A bordo do avião numa recente viagem à China, por
cortesia da companhia aérea estenderam-me o China Daily. Foi já num estado
soporoso que cheguei à penúltima página do jornal oficial chinês em língua
inglesa, onde dei com o título em que se lia "A Lei Básica é a base",
escrito num inescapável negrito. Matutei o possível na redundância, indeciso
entre apreciar o estilo ou reprovar o rodeio.
Tratava-se de um artigo de Rao Geping,
"membro da Comissão da Lei Básica da Região Administrativa Especial de
Hong Kong da Assembleia Popular Nacional e professor de Direito na Universidade
de Pequim".
A propósito da discussão sobre o sufrágio
universal em Hong Kong, em onze não muito extensos parágrafos o docente escreveu
por onze vezes "amar a pátria e amar Hong Kong", de cada vez para
explicar o que quer dizer a expressão.
Defende Rao que este amor tem "base
legal", pois nesse contexto ele pode ser manifestado pelo facto de
"os candidatos terem que satisfazer o requisito legal básico de 'apoiar o
retorno de Hong Kong à China' e seguir a Lei Básica", e qualquer candidato
que aceita estes "factos legais" está a "aceitar as obrigações
de amar a pátria". Assim, "só quando um candidato ou candidata
[note-se o progressismo] prometer e cumprir 'amar a pátria e amar Hong Kong'
poderá satisfazer o requisito político básico de um candidato a Chefe do
Executivo".
Mas além da obrigação - apoiar o retorno da
Região Administrativa Especial à China, algo que faz parte da lei e que pende
sobre Hong Kong e Macau como um destino traçado -, não se descortina nesta
declaração de amor, que terá que ser jurada, qualquer referência ao simples
"querer bem", ou ao mais complexo, mas não menos vago,
"desenvolvimento".
No caso de Hong Kong, existe no território uma
sociedade que, por qualquer métrica ou indicador de desenvolvimento social e
humano, está a anos-luz do que se passa na China e onde a reivindicação de uma
reforma do sistema político deveria ser partilhada pelo próprio governo e pela
própria Administração, que assim reconheceriam a necessidade de se adaptarem às
mudanças naturais da sociedade e das circunstâncias.

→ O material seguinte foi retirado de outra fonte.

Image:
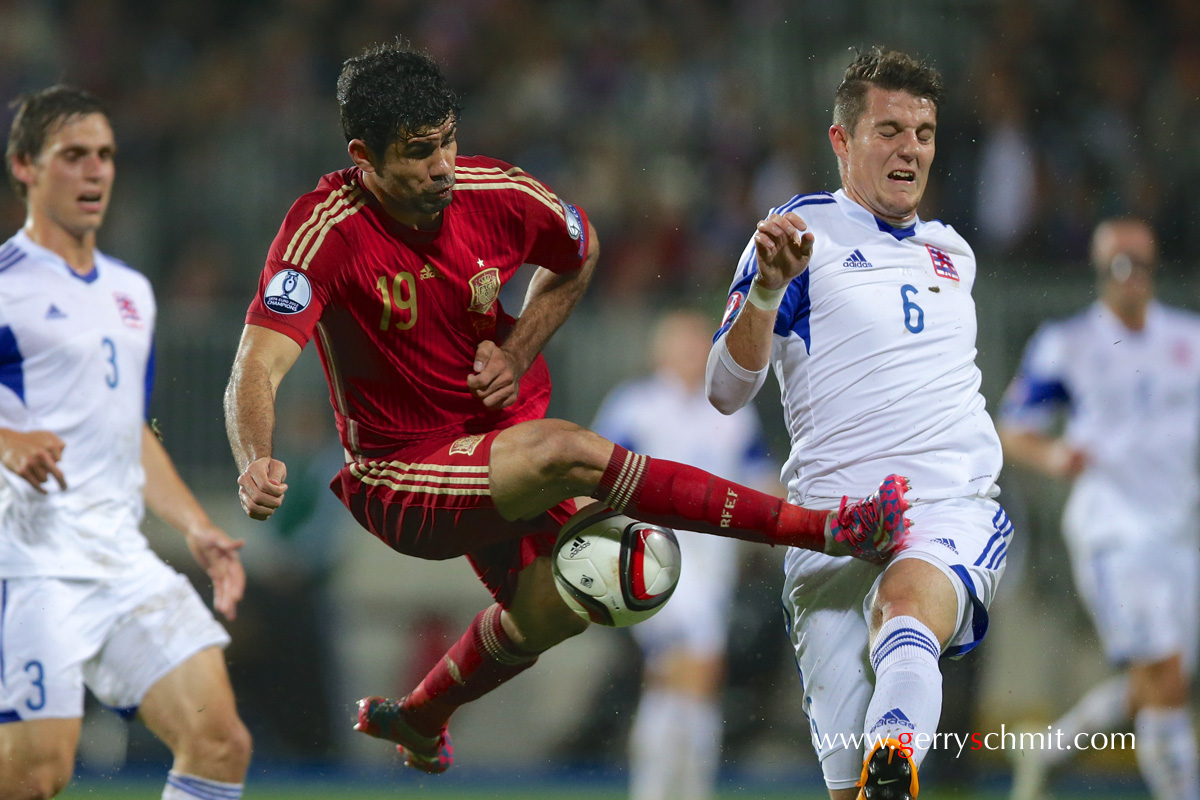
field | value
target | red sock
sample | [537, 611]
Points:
[678, 495]
[478, 662]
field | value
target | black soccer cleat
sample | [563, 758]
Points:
[888, 774]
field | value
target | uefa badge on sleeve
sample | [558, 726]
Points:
[288, 293]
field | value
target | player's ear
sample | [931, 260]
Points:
[839, 138]
[360, 155]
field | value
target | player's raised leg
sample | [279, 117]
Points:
[37, 757]
[539, 463]
[1167, 740]
[192, 710]
[913, 615]
[498, 645]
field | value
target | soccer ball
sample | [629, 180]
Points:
[612, 569]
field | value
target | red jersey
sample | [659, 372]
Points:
[399, 313]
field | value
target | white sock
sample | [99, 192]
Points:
[701, 755]
[1167, 753]
[907, 686]
[189, 787]
[1104, 708]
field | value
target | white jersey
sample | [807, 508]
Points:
[1133, 405]
[76, 359]
[874, 348]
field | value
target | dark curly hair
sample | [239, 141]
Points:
[390, 90]
[891, 70]
[39, 114]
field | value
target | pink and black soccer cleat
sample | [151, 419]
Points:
[888, 774]
[383, 719]
[870, 529]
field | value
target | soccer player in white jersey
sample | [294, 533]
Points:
[676, 740]
[865, 313]
[1126, 374]
[83, 600]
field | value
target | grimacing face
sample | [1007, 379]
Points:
[415, 180]
[71, 180]
[885, 163]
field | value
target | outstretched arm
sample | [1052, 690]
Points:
[263, 358]
[549, 302]
[34, 456]
[169, 498]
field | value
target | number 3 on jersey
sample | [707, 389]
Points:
[401, 295]
[913, 314]
[112, 377]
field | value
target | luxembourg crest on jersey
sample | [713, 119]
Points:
[942, 263]
[126, 308]
[485, 288]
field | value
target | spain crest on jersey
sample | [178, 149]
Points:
[485, 288]
[127, 311]
[942, 263]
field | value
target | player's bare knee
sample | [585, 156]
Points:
[564, 450]
[217, 747]
[541, 625]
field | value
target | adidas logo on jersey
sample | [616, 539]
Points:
[895, 716]
[857, 262]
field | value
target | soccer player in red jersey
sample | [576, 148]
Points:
[395, 265]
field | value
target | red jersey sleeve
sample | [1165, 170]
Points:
[303, 268]
[557, 230]
[556, 233]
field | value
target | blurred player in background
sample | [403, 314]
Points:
[865, 313]
[396, 264]
[1126, 371]
[676, 739]
[84, 601]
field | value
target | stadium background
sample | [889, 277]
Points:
[676, 124]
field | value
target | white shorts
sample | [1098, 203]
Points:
[115, 636]
[1145, 601]
[696, 619]
[827, 601]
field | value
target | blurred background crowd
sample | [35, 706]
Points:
[676, 124]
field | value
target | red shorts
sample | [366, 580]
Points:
[433, 500]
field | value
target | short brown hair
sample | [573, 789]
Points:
[891, 70]
[39, 114]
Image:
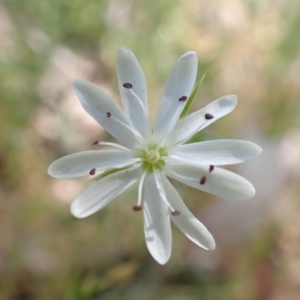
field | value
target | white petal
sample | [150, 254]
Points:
[103, 191]
[157, 222]
[80, 164]
[137, 113]
[219, 182]
[179, 84]
[186, 221]
[194, 122]
[105, 111]
[219, 152]
[130, 71]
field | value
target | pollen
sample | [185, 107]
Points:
[182, 99]
[93, 171]
[202, 180]
[136, 208]
[208, 116]
[127, 85]
[175, 213]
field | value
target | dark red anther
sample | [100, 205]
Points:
[182, 99]
[175, 213]
[208, 116]
[136, 208]
[93, 171]
[127, 85]
[202, 180]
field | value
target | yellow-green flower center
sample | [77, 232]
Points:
[152, 157]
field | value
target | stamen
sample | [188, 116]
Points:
[208, 116]
[175, 213]
[136, 208]
[140, 192]
[93, 171]
[127, 85]
[202, 180]
[112, 145]
[182, 99]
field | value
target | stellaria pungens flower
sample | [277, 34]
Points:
[149, 156]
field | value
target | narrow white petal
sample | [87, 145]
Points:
[130, 71]
[81, 163]
[103, 191]
[186, 221]
[137, 113]
[157, 222]
[219, 152]
[194, 122]
[105, 111]
[218, 181]
[180, 84]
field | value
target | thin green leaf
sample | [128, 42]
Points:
[192, 96]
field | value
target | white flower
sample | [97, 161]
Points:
[150, 156]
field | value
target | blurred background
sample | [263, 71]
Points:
[248, 48]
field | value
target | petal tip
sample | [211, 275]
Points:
[76, 211]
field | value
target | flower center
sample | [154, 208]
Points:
[152, 158]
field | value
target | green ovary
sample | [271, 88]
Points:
[153, 158]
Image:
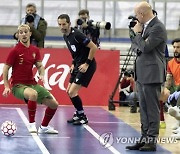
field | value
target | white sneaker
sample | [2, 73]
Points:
[176, 131]
[47, 130]
[177, 136]
[32, 127]
[177, 125]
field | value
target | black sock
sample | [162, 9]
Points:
[77, 102]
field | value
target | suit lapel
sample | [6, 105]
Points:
[152, 22]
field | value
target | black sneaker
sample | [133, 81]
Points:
[82, 120]
[73, 119]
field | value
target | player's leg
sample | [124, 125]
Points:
[46, 98]
[79, 116]
[30, 96]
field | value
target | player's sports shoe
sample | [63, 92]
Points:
[162, 125]
[177, 136]
[176, 126]
[74, 118]
[32, 127]
[176, 131]
[82, 120]
[47, 130]
[175, 112]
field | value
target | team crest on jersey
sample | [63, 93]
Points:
[34, 55]
[73, 47]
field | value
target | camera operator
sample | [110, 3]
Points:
[84, 25]
[37, 24]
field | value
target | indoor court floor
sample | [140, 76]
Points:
[106, 133]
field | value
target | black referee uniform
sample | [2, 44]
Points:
[76, 42]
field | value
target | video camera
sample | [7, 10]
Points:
[91, 23]
[128, 73]
[29, 18]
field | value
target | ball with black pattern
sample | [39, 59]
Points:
[8, 128]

Foi este o ponto que Alex Lo, colunista do
South China Morning Post, defendeu recentemente: "O sucesso do princípio
'um país, dois sistemas' e a sua promessa de 50 anos sem mudanças tornou-se
dependente de algumas instituições basilares. Mas essas mesmas instituições [a
indexação do dólar de Hong Kong ao dólar americano, as políticas de habitação,
saúde e educação, etc.], definidas noutro século, estão a provar-se
desadequadas e estamos a fazer um péssimo trabalho em reconstruí-las. Um
governo que funciona é aquele que é capaz de fazer funcionar essas
instituições, ao mesmo tempo que identifica as suas deficiências para as melhorar".
Alex Lo não defende, pelo menos de forma
explícita, que a reforma democrática é o caminho ou até que facilita a própria
reforma das instituições, mas considera que a evolução do sistema político
"só tem sentido no contexto institucional" em que funcionam os tais
pilares. Ou seja, o maior desafio não é conseguir, através da reforma política,
um fim em si, mas sim fazer com que as instituições que funcionam como pilares
se adaptem às circunstâncias que mudam rapidamente.
Concordando-se, ou não, se em Hong Kong isso
está, aparentemente, longe de acontecer, em Macau falham os adjectivos que sugiram
a distância que falta.
Aqui, vem de longe a acção da República
Popular da China no sentido de "neutralizar qualquer foco de oposição à
sua política", escreviam, no estudo "Macau, o Pequeníssimo
Dragão", os investigadores Boaventura Sousa Santos e Conceição Gomes, notando
ao mesmo tempo que a Administração portuguesa agia em "consonância",
"nunca se mostrando interessada em incentivar qualquer movimento
democrático que emergisse na sociedade".
De forma simples, explica-se, assim, o triplo
défice que era identificado, então, em meados da década de 1990: "O défice
democrático, o défice corporativo e o défice de cidadania social", em que
"a estrutura do poder real limitava e restringia o exercício da democracia
representativa", em que havia "um enorme desequilíbrio nas
organizações sectoriais de interesses", com umas muito mais fortes do que
outras e com muito maior acesso à Administração, e, finalmente, com o défice de
cidadania a caracterizar-se pela "procura sócio-jurídica frustrada
(nomeadamente no domínio da habitação, do ambiente e dos estatutos pessoal e de
residente) e nas áreas de procura social suprimida, ou apenas emergente, dos
direitos sociais e direitos laborais". Hoje, como ontem. O que mudou?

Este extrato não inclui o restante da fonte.